What is DHCP Fingerprinting?

DHCP Fingerprinting is a technique for identifying the requester of a DHCP lease. This process is linked to getting an IP address on a network. DHCP Fingerprinting is performed through the analysis of the DHCP exchanged frames and their content.

It can be useful to know a bit more about the type of device connected on the network in order to perform audits, security analysis or reporting. DHCP fingerprinting cannot be considered as foolproof, as anyone can forge DHCP frames with erroneous information, without impacting the process of providing an IP address.

As a reminder, a DHCP transaction is composed of multiple exchanges, generally known as the DORA process, named after the type of frame exchanged (for Discovery, Offer, Request and Acknowledge). In the DHCP frames sent by the client to the network, the protocol requires provision of lots of the information contained in DHCP options.

Most of the systems performing DHCP fingerprinting use the option 55 (Parameter Request List) as the main discriminant. Option 55 is included in the client queries and requests the DHCP server to provide back a set of information in order to perform most of its configuration. The order and the list of the parameters can be considered as a fingerprint.

For extra precision and to limit mismatches as much as possible, DHCP fingerprinting can also use other valuable information provided during DORA. The Client Identifier (generally its MAC address) can be compared to the MAC address OUI database (Organizationally Unique Identifier) which provides information on the vendor of the network interface. In addition, the Vendor Class Identifier can be analyzed as it generally provides more information about the system running on the client device, including its version number. And we can also use the claimed name of the device – it happens that the default configurations of devices use a factory setting, which if not changed can be used to refine analysis. The name is important for IoT fleets that are deployed without much configuration from the beginning.
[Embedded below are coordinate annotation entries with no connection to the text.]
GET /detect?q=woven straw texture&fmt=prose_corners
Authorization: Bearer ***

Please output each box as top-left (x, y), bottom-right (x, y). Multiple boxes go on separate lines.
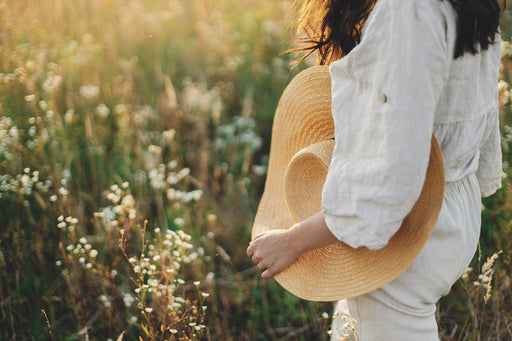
top-left (252, 66), bottom-right (444, 301)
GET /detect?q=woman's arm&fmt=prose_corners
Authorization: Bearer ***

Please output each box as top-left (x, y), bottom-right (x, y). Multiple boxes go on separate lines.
top-left (247, 211), bottom-right (338, 279)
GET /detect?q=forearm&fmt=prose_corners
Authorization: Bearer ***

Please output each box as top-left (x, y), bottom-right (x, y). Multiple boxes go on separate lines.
top-left (288, 211), bottom-right (339, 254)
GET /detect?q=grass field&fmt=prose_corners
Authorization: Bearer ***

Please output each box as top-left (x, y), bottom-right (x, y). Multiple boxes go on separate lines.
top-left (0, 0), bottom-right (512, 340)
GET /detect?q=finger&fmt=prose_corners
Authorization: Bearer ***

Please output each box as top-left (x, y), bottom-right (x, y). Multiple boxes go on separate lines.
top-left (252, 232), bottom-right (267, 241)
top-left (261, 269), bottom-right (274, 279)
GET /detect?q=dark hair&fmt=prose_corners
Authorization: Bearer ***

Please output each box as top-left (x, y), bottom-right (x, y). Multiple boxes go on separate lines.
top-left (292, 0), bottom-right (501, 64)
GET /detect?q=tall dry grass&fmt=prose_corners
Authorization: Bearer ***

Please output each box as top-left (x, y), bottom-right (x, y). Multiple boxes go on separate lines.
top-left (0, 0), bottom-right (512, 340)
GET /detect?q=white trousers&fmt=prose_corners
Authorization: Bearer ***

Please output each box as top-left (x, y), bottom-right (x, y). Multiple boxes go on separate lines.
top-left (331, 174), bottom-right (482, 341)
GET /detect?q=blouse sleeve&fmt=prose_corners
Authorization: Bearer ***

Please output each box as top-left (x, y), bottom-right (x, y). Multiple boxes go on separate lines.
top-left (322, 0), bottom-right (452, 249)
top-left (476, 101), bottom-right (502, 197)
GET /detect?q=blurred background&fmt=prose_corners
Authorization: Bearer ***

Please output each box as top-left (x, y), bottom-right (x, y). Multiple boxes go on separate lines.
top-left (0, 0), bottom-right (512, 340)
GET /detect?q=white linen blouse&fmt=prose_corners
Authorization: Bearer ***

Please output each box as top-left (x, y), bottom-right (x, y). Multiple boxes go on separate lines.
top-left (322, 0), bottom-right (502, 249)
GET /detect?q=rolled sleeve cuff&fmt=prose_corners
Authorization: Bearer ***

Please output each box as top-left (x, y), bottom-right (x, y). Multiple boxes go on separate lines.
top-left (323, 210), bottom-right (394, 250)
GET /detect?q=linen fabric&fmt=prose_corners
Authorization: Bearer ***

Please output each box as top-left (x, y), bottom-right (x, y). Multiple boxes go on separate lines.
top-left (322, 0), bottom-right (502, 250)
top-left (331, 173), bottom-right (481, 341)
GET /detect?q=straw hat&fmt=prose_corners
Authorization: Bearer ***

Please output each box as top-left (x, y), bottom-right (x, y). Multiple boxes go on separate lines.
top-left (252, 66), bottom-right (444, 301)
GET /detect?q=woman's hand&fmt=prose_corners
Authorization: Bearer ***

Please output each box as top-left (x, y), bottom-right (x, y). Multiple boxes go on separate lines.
top-left (247, 212), bottom-right (338, 279)
top-left (247, 230), bottom-right (301, 279)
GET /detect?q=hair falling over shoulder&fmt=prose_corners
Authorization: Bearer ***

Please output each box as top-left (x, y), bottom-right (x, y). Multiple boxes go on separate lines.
top-left (291, 0), bottom-right (506, 64)
top-left (293, 0), bottom-right (377, 64)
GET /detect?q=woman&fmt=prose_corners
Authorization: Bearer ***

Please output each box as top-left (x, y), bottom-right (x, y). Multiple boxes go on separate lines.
top-left (247, 0), bottom-right (501, 341)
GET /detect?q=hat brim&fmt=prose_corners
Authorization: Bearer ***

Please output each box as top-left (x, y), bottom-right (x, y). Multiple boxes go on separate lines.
top-left (252, 66), bottom-right (445, 301)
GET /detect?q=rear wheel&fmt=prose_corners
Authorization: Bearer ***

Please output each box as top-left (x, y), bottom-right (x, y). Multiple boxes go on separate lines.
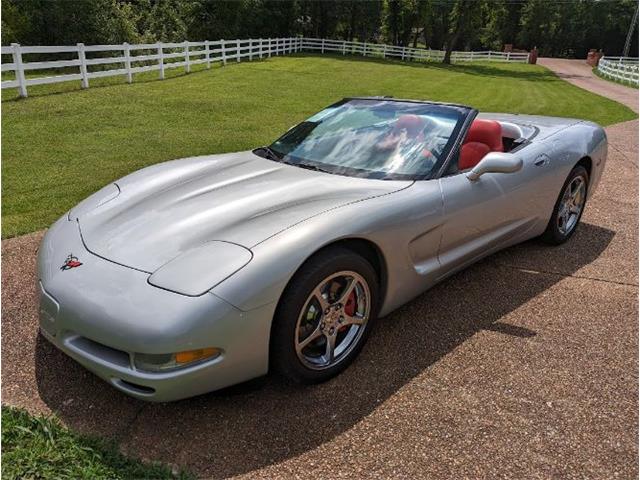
top-left (541, 165), bottom-right (589, 245)
top-left (271, 247), bottom-right (378, 383)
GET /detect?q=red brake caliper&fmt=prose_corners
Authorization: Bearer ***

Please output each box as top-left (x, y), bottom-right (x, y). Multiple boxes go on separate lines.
top-left (338, 290), bottom-right (356, 332)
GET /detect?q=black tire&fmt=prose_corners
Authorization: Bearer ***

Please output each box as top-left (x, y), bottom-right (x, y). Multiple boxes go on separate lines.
top-left (540, 165), bottom-right (589, 245)
top-left (270, 246), bottom-right (379, 383)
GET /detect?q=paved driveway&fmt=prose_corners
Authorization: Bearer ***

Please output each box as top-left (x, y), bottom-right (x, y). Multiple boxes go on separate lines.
top-left (2, 64), bottom-right (638, 479)
top-left (538, 57), bottom-right (638, 112)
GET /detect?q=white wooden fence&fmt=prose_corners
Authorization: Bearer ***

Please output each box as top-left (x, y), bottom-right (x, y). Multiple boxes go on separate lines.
top-left (0, 37), bottom-right (528, 97)
top-left (598, 57), bottom-right (639, 86)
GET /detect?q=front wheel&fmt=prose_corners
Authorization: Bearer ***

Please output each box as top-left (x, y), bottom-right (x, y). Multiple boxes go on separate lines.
top-left (541, 165), bottom-right (589, 245)
top-left (271, 247), bottom-right (378, 383)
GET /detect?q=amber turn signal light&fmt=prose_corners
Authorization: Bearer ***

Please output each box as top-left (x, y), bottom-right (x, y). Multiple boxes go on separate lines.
top-left (175, 347), bottom-right (220, 364)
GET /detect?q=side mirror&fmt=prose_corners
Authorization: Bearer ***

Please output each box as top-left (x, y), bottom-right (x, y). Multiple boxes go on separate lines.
top-left (467, 152), bottom-right (522, 182)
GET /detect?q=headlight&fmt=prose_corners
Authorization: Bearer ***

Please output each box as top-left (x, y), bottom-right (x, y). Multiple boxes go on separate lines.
top-left (133, 347), bottom-right (222, 372)
top-left (149, 240), bottom-right (253, 297)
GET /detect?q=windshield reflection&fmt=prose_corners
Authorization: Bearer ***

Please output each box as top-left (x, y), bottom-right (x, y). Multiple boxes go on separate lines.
top-left (269, 99), bottom-right (469, 178)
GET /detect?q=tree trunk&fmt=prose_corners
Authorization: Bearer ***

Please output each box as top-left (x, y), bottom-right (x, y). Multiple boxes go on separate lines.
top-left (442, 32), bottom-right (460, 65)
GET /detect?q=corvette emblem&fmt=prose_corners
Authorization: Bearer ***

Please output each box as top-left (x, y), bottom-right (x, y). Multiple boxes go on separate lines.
top-left (60, 253), bottom-right (82, 270)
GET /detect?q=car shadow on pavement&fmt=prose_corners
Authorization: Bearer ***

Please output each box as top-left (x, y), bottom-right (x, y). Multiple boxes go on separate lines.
top-left (35, 224), bottom-right (614, 478)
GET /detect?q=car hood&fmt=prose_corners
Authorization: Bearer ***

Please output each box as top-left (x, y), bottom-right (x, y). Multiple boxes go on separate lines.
top-left (76, 151), bottom-right (412, 273)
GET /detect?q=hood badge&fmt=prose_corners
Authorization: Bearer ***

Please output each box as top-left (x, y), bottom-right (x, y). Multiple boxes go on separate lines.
top-left (60, 253), bottom-right (82, 271)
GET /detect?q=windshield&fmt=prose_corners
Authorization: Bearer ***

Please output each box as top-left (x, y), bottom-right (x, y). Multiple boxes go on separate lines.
top-left (268, 99), bottom-right (470, 179)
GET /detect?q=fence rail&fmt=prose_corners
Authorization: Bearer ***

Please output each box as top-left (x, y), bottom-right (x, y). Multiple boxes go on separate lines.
top-left (0, 37), bottom-right (528, 97)
top-left (598, 57), bottom-right (639, 86)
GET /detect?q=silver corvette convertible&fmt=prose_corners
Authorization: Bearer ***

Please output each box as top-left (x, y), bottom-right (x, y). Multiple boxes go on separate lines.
top-left (38, 97), bottom-right (607, 401)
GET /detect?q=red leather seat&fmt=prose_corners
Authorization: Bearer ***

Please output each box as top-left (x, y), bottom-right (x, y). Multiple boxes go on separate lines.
top-left (458, 118), bottom-right (504, 170)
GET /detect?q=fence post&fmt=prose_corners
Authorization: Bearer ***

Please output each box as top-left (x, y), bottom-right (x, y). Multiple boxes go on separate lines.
top-left (78, 43), bottom-right (89, 88)
top-left (11, 43), bottom-right (27, 98)
top-left (184, 40), bottom-right (191, 73)
top-left (122, 42), bottom-right (133, 83)
top-left (220, 39), bottom-right (227, 65)
top-left (158, 42), bottom-right (164, 80)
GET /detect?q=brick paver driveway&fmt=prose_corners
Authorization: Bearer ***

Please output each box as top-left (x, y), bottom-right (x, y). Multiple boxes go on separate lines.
top-left (2, 59), bottom-right (638, 479)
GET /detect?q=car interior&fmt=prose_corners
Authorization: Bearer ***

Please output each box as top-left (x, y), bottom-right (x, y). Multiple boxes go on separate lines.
top-left (457, 118), bottom-right (526, 171)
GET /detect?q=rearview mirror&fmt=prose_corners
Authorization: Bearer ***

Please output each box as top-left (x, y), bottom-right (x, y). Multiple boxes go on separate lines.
top-left (467, 152), bottom-right (522, 182)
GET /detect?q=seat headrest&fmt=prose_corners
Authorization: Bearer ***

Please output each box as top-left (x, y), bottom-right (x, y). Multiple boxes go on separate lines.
top-left (464, 118), bottom-right (503, 152)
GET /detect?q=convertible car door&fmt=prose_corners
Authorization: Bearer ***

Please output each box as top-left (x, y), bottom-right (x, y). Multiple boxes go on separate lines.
top-left (439, 146), bottom-right (548, 277)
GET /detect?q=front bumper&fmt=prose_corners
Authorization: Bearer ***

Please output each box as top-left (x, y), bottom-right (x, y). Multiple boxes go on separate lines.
top-left (38, 217), bottom-right (274, 401)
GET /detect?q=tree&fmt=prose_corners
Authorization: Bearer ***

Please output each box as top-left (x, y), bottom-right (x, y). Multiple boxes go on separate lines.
top-left (442, 0), bottom-right (484, 64)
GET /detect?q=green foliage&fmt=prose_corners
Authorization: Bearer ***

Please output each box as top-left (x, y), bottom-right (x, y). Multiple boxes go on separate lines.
top-left (2, 407), bottom-right (190, 480)
top-left (2, 56), bottom-right (635, 237)
top-left (2, 0), bottom-right (638, 58)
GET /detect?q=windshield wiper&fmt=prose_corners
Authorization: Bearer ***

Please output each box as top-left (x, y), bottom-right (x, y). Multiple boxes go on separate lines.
top-left (285, 162), bottom-right (333, 173)
top-left (260, 147), bottom-right (282, 162)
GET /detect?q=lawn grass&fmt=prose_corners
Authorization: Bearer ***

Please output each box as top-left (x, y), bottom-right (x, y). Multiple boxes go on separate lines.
top-left (2, 55), bottom-right (636, 238)
top-left (2, 406), bottom-right (192, 480)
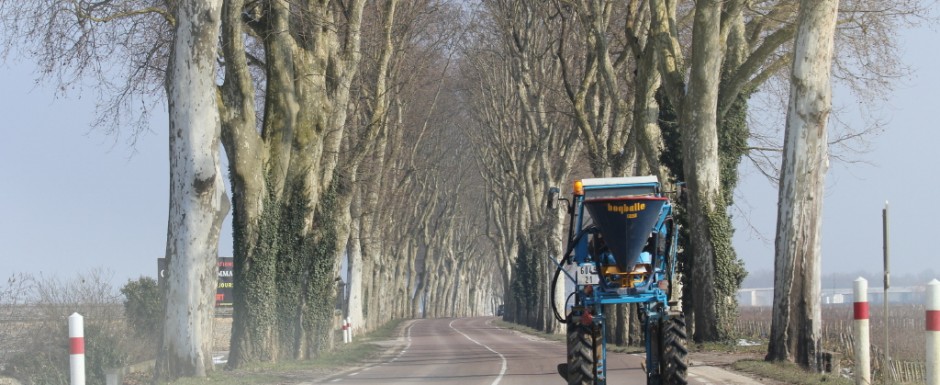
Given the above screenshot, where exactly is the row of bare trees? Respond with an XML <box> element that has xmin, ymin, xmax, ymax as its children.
<box><xmin>461</xmin><ymin>0</ymin><xmax>927</xmax><ymax>366</ymax></box>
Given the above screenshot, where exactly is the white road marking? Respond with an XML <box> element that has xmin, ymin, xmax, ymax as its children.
<box><xmin>447</xmin><ymin>320</ymin><xmax>507</xmax><ymax>385</ymax></box>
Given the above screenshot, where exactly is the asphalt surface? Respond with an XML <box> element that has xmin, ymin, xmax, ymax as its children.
<box><xmin>325</xmin><ymin>317</ymin><xmax>759</xmax><ymax>385</ymax></box>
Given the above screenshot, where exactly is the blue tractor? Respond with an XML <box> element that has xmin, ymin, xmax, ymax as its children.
<box><xmin>549</xmin><ymin>176</ymin><xmax>688</xmax><ymax>385</ymax></box>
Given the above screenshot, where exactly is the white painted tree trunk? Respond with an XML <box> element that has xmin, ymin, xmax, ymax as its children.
<box><xmin>156</xmin><ymin>0</ymin><xmax>229</xmax><ymax>379</ymax></box>
<box><xmin>768</xmin><ymin>0</ymin><xmax>839</xmax><ymax>370</ymax></box>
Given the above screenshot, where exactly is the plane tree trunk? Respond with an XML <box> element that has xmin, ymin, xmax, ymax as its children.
<box><xmin>766</xmin><ymin>0</ymin><xmax>839</xmax><ymax>371</ymax></box>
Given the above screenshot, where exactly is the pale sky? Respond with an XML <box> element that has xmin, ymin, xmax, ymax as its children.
<box><xmin>0</xmin><ymin>21</ymin><xmax>940</xmax><ymax>286</ymax></box>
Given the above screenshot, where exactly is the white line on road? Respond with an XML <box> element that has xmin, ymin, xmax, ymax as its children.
<box><xmin>447</xmin><ymin>320</ymin><xmax>506</xmax><ymax>385</ymax></box>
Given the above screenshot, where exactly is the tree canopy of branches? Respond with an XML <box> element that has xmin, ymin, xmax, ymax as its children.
<box><xmin>0</xmin><ymin>0</ymin><xmax>923</xmax><ymax>378</ymax></box>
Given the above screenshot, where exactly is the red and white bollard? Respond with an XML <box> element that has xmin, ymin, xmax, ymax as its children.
<box><xmin>852</xmin><ymin>277</ymin><xmax>871</xmax><ymax>385</ymax></box>
<box><xmin>925</xmin><ymin>279</ymin><xmax>940</xmax><ymax>385</ymax></box>
<box><xmin>69</xmin><ymin>313</ymin><xmax>85</xmax><ymax>385</ymax></box>
<box><xmin>343</xmin><ymin>318</ymin><xmax>352</xmax><ymax>344</ymax></box>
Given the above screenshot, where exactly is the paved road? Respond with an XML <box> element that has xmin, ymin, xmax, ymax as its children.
<box><xmin>328</xmin><ymin>318</ymin><xmax>757</xmax><ymax>385</ymax></box>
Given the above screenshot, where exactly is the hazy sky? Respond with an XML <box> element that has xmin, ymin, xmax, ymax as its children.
<box><xmin>0</xmin><ymin>18</ymin><xmax>940</xmax><ymax>286</ymax></box>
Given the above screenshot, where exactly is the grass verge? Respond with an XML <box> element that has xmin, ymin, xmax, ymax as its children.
<box><xmin>156</xmin><ymin>320</ymin><xmax>404</xmax><ymax>385</ymax></box>
<box><xmin>493</xmin><ymin>319</ymin><xmax>872</xmax><ymax>385</ymax></box>
<box><xmin>731</xmin><ymin>360</ymin><xmax>855</xmax><ymax>385</ymax></box>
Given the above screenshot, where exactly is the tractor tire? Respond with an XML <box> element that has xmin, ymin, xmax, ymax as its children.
<box><xmin>566</xmin><ymin>319</ymin><xmax>603</xmax><ymax>385</ymax></box>
<box><xmin>659</xmin><ymin>315</ymin><xmax>689</xmax><ymax>385</ymax></box>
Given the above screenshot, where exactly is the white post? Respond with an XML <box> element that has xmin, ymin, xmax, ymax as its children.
<box><xmin>346</xmin><ymin>318</ymin><xmax>352</xmax><ymax>342</ymax></box>
<box><xmin>853</xmin><ymin>277</ymin><xmax>871</xmax><ymax>385</ymax></box>
<box><xmin>925</xmin><ymin>279</ymin><xmax>940</xmax><ymax>385</ymax></box>
<box><xmin>69</xmin><ymin>313</ymin><xmax>85</xmax><ymax>385</ymax></box>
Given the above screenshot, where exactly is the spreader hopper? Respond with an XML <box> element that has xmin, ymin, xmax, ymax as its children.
<box><xmin>584</xmin><ymin>196</ymin><xmax>668</xmax><ymax>271</ymax></box>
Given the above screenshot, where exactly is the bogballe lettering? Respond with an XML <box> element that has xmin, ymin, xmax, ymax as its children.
<box><xmin>607</xmin><ymin>202</ymin><xmax>646</xmax><ymax>214</ymax></box>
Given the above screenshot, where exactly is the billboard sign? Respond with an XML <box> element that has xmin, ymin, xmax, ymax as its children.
<box><xmin>157</xmin><ymin>257</ymin><xmax>235</xmax><ymax>307</ymax></box>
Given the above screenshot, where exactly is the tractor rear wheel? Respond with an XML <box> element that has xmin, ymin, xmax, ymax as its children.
<box><xmin>567</xmin><ymin>317</ymin><xmax>603</xmax><ymax>385</ymax></box>
<box><xmin>659</xmin><ymin>315</ymin><xmax>689</xmax><ymax>385</ymax></box>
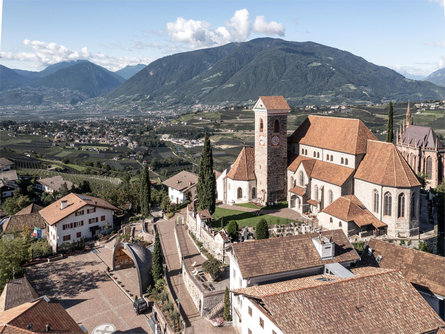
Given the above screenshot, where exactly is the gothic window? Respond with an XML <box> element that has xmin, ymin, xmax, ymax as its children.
<box><xmin>373</xmin><ymin>190</ymin><xmax>379</xmax><ymax>212</ymax></box>
<box><xmin>426</xmin><ymin>157</ymin><xmax>433</xmax><ymax>180</ymax></box>
<box><xmin>397</xmin><ymin>193</ymin><xmax>405</xmax><ymax>218</ymax></box>
<box><xmin>300</xmin><ymin>171</ymin><xmax>304</xmax><ymax>186</ymax></box>
<box><xmin>273</xmin><ymin>119</ymin><xmax>280</xmax><ymax>132</ymax></box>
<box><xmin>383</xmin><ymin>192</ymin><xmax>392</xmax><ymax>216</ymax></box>
<box><xmin>411</xmin><ymin>194</ymin><xmax>416</xmax><ymax>219</ymax></box>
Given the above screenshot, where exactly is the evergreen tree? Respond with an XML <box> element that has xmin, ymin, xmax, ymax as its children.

By using a rich combination of all these criteria being transported in the DHCP frames (in clear), it becomes possible to identify with relatively high precision the type of device asking for an IP address on the network. What can be performed by a DHCP server can also be possible with a sniffer device plugged on the same broadcast domain as the client and just listening to broadcast traffic.

Once the kind of device is known and stored in the IPAM system, I&O teams can use this information to apply business rules and specific automation, perform security enforcement, and enable accounting or device inventory.